Pat Sherrill, 63, lives with his wife on a 45-acre farm just off of U.S. Route 93, which cuts right through Wikieup. They've lived there for over 30 years and grow produce like lettuce and tomatoes, as well as nursery stock. They get water from two wells on their property, which, according to Sherrill, don't run that deep.
"The water table is very shallow here, the level of water in my well is like 45 feet," he said. "I’m absolutely concerned about the pollution. Once they start doing this thing it’s going to get in the waterway. I just don’t see how it can’t. It’s too close."
"I’ve got a huge investment in this property," Sherrill added. "The last thing we need is for it to be destroyed."

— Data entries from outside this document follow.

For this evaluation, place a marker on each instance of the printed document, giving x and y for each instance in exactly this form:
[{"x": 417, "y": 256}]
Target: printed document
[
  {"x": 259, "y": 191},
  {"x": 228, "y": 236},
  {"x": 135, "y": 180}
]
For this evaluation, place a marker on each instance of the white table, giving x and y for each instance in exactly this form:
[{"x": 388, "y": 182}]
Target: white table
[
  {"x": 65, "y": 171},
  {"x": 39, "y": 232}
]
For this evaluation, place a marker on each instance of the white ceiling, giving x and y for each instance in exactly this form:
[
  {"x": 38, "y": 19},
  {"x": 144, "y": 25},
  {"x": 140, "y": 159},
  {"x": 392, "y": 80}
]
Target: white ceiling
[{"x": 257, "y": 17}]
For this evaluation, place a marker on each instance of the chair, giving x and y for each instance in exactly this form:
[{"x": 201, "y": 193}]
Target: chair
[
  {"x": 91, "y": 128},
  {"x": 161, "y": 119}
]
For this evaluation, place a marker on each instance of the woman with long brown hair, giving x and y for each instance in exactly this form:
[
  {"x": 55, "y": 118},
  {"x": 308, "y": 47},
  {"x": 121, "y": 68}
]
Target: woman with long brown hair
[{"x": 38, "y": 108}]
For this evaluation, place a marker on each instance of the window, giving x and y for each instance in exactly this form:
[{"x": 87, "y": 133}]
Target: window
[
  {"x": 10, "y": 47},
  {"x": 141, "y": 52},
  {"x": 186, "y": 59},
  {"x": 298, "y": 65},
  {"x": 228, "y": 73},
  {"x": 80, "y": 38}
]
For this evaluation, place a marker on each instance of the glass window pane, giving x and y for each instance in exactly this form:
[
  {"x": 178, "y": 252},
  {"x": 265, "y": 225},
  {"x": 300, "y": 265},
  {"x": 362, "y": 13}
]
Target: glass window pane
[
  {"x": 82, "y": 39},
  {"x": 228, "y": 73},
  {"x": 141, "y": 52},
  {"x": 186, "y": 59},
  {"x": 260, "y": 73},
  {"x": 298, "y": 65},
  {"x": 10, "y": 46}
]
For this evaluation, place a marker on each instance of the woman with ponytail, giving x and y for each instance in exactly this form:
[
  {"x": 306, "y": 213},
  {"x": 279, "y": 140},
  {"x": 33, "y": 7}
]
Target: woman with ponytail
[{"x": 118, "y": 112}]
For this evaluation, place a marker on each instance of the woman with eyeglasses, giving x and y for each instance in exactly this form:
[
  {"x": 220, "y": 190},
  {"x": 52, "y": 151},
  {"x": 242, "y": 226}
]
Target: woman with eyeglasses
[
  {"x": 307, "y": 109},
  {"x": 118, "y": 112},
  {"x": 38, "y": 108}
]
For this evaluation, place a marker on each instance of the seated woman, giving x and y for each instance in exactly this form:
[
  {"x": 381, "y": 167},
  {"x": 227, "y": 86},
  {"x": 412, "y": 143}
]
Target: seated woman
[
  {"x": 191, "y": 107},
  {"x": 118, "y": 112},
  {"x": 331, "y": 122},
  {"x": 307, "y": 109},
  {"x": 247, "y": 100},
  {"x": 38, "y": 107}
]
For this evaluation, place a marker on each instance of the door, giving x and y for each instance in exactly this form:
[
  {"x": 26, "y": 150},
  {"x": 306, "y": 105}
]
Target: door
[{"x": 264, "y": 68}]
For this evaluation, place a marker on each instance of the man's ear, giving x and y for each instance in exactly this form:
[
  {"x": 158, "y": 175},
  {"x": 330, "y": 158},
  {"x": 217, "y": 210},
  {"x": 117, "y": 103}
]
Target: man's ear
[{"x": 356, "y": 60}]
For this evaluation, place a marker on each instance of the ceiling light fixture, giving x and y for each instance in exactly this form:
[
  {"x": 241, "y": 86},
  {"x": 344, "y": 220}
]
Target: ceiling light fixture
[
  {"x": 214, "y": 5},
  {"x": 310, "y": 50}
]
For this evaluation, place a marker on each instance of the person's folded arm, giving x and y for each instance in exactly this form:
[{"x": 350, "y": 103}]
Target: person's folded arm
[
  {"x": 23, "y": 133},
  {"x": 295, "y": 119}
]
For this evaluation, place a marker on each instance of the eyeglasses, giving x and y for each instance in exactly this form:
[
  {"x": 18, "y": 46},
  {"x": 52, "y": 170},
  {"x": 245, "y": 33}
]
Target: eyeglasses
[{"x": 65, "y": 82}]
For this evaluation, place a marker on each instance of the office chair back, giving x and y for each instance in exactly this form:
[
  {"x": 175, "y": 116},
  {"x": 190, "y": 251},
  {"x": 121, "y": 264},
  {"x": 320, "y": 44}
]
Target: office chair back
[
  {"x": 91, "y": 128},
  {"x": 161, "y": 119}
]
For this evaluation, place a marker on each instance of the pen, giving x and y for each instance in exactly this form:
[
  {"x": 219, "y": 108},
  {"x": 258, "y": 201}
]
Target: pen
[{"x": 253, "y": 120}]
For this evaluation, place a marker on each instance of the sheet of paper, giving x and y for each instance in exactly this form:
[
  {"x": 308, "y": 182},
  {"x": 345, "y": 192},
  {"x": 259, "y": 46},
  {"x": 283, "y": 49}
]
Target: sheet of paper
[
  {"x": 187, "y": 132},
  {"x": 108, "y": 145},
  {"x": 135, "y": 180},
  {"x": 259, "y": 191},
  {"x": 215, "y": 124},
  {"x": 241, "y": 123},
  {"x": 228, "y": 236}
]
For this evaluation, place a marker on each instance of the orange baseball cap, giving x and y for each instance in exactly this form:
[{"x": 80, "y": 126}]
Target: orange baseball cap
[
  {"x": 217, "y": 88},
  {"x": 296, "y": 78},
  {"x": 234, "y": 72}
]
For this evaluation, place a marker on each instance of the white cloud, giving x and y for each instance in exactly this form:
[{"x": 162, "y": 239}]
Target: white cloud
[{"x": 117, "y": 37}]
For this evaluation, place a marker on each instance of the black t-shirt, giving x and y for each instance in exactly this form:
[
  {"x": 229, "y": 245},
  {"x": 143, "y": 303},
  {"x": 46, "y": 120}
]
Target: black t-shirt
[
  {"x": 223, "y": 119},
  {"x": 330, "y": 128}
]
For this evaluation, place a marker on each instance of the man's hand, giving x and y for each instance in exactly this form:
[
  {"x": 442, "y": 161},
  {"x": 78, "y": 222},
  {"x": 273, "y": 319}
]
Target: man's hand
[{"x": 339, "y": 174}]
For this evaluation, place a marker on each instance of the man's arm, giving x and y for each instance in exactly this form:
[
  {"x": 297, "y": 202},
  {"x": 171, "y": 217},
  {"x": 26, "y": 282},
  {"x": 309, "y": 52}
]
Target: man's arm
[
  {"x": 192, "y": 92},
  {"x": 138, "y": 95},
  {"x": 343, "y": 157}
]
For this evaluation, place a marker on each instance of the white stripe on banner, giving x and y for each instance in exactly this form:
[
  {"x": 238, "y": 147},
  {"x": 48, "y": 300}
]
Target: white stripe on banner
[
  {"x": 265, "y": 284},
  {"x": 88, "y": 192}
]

Locals already have experience with mining operations coming in and out and consuming regional water supplies. The massive open-pit copper mine in Bagdad to the south, which is run by the Phoenix-based international mining firm Freeport-McMoRan, pumps in water from wells along the Big Sandy River north of Wikieup, according to the Arizona Department of Mines and Mineral Resources. And Bell Copper, a Canadian mining firm that has been operating in the area for years, began a new round of drilling in March 2021.
April Drane, a 48-year-old manager of the local Shell gas station and a lifelong resident of Wikieup, said that local water wells have been steadily depleted over time.
"I have three generations buried right here in the valley," she said. "The well my grandparents dug, they hit water at 30 feet. But over the time that Bagdad has taken our water, it dropped down to where we had to go 60 feet and over time."
"My grandfather used to ranch all of this area and the ranchers are having a hard time," she added. "I would like to see Wikieup have something. But not mining."
It's unclear exactly how much water the Big Sandy Lithium Mine Project would use. Pitts said that the mine itself will require, at most, an estimated 130,000 gallons of water per ton of lithium produced. And with the possibility of producing 20,000 tons of battery-grade lithium per year, the total water usage figure starts to add up quickly.
However, Pitts also claimed that Hawkstone Mining will be able to reduce their water consumption by using effluent water from Kingman, which is treated sewage water that isn't potable. He also said that the company is considering shipping the extracted lithium to Houston, Texas for processing. But, ultimately, some groundwater will likely be used from both Kingman and Wikieup.
"We’ll never get to zero. We’re still going to need water," Pitts said. "Our biggest challenge is getting that water."
He added that buying privately held land in the region and building wells would be one way to get water for the project. But Pitts acknowledged that using local ground water will attract "real hard scrutiny."